The randomness here can good or bad, depending on your taste.
- The game uses fewer units per region than the original, provides less revenue per region, and caps industrial production: these smaller unit counts add randomness, as combat results are now more swingy.
- On each player’s turn, they draw a card and place a zombie on the region specified by the card. Randomly infecting regions definitely change things – on the first turn for the U.S. in one of our games, it had to invade Central America (worth 2 IPCs to it) to destroy the zombie there (by the time the U.S. goes, up to 5 regions may be infected).

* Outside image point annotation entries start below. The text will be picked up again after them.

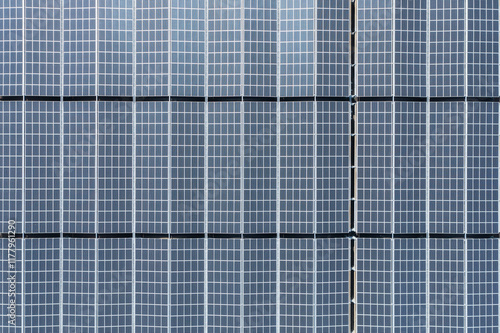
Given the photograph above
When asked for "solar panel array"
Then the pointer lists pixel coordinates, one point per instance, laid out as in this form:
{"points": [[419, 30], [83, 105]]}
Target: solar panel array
{"points": [[240, 165]]}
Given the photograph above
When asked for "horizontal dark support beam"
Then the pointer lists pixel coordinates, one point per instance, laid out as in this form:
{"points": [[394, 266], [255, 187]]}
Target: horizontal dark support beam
{"points": [[351, 234], [252, 98]]}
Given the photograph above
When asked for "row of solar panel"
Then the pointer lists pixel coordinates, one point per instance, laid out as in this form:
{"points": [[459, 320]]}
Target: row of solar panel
{"points": [[83, 284], [89, 45], [405, 284], [79, 163], [396, 49], [83, 151]]}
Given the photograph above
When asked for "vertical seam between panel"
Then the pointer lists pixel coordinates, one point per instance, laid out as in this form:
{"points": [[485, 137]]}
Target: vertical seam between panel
{"points": [[61, 166], [466, 104], [23, 213], [242, 166], [134, 154], [169, 169], [315, 174], [205, 172], [278, 162], [427, 165]]}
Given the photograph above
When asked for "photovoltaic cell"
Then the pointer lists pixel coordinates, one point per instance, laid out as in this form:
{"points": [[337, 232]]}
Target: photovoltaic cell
{"points": [[410, 167], [332, 48], [224, 48], [114, 308], [43, 48], [115, 48], [446, 197], [114, 166], [409, 285], [482, 284], [188, 47], [187, 285], [152, 285], [374, 167], [447, 48], [11, 46], [152, 43], [152, 167], [483, 44], [332, 285], [260, 153], [259, 264], [373, 285], [482, 168], [79, 284], [41, 285], [80, 54], [224, 172], [297, 47], [188, 172], [297, 167], [410, 48], [224, 285], [43, 156], [296, 284], [446, 285], [79, 166], [374, 47], [332, 167], [11, 163], [260, 33]]}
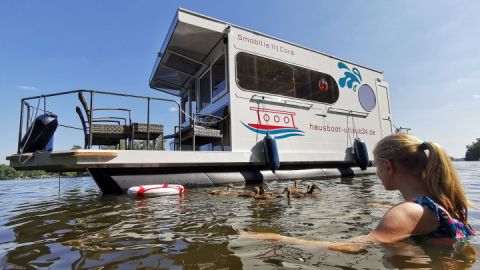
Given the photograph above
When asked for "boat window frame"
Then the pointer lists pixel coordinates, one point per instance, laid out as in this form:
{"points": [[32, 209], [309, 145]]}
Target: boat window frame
{"points": [[219, 51], [199, 100], [287, 63]]}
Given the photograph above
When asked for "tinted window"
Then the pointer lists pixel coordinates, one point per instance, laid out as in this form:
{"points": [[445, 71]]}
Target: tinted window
{"points": [[205, 90], [218, 76], [366, 96], [270, 76]]}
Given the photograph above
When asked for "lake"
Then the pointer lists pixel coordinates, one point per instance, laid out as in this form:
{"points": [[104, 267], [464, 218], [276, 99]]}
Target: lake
{"points": [[72, 225]]}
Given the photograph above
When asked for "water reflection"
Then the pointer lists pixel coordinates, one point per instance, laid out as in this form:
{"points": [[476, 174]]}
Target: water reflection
{"points": [[83, 229]]}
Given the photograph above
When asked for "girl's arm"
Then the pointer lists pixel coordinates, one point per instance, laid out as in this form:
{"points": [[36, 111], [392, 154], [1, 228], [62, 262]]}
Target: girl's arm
{"points": [[400, 222]]}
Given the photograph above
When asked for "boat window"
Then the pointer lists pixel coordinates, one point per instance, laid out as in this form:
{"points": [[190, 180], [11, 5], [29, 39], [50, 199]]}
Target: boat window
{"points": [[184, 106], [275, 77], [218, 76], [205, 90], [366, 96]]}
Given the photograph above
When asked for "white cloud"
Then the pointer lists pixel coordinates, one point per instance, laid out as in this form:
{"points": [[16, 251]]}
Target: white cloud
{"points": [[27, 87]]}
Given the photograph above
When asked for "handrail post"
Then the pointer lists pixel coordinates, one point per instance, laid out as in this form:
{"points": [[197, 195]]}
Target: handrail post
{"points": [[28, 114], [179, 127], [21, 126], [148, 123], [90, 135]]}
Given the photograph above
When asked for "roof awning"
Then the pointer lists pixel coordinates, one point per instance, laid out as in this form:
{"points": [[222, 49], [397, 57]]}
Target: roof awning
{"points": [[191, 38]]}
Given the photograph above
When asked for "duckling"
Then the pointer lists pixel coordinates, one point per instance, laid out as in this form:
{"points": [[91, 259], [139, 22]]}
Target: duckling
{"points": [[313, 189], [262, 195], [297, 195], [220, 192], [295, 189], [249, 193]]}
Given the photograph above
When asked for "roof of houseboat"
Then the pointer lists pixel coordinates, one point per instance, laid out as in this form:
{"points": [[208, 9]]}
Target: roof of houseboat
{"points": [[190, 39]]}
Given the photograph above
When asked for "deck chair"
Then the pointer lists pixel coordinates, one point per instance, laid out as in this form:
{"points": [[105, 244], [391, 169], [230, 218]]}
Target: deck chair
{"points": [[102, 134], [134, 131], [205, 129]]}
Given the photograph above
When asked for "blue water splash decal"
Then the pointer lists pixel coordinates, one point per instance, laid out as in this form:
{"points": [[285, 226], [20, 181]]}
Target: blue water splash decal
{"points": [[277, 133], [352, 78]]}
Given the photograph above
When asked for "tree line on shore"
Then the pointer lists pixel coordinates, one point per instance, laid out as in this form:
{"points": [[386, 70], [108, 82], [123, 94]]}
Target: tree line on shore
{"points": [[7, 172], [473, 151]]}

- Zombie cards also have other actions, called “Desperate Measures,” which can provide random tactical goals. For example, “Salvage Operation: This turn you get 1 IPC for each zombie that is destroyed.” Some of the measures force you to reshuffle the deck, adding a Pandemic-style mechanic of reinfection, leading to placing additional zombies in regions where outbreaks have already occurred.
- Neutral territories cannot be invaded unless they have become infested with zombies, which adds another nice bit of randomness: for instance, all of a sudden, the Allies can liberate Spain, giving themselves an easier landing in Europe. Many neutral territories have IPC values, which gives you another reason to liberate them.
For anyone interested in professional game design, here is a great interview with Scott Van Essen, the lead designer, about the design process behind the game (part 1, part 2).
Zombies in a region can significantly help repel attacks – they do wear down your own units as well. The zombies change the calculus of battles in ways that took a bit of first-hand experience and loss to internalize. I saw Germany founder in two separate games, it’s tank corps eliminated not by the Russian infantry but by the zombie infantry. In a game I won as the part of the Axis, Germany retreated from its battle in West Russia, moving all its units into Ukraine, from which it overwhelmed Caucasus on the next turn – so it truly was a strategic withdrawal.
Speaking of strategic withdrawals, unfortunately Avalon Hill has discontinued the game. Get Axis & Allies & Zombies while you can. There’s still stock at many retailers, but the price is inching up. You could even say it’s the walking dead.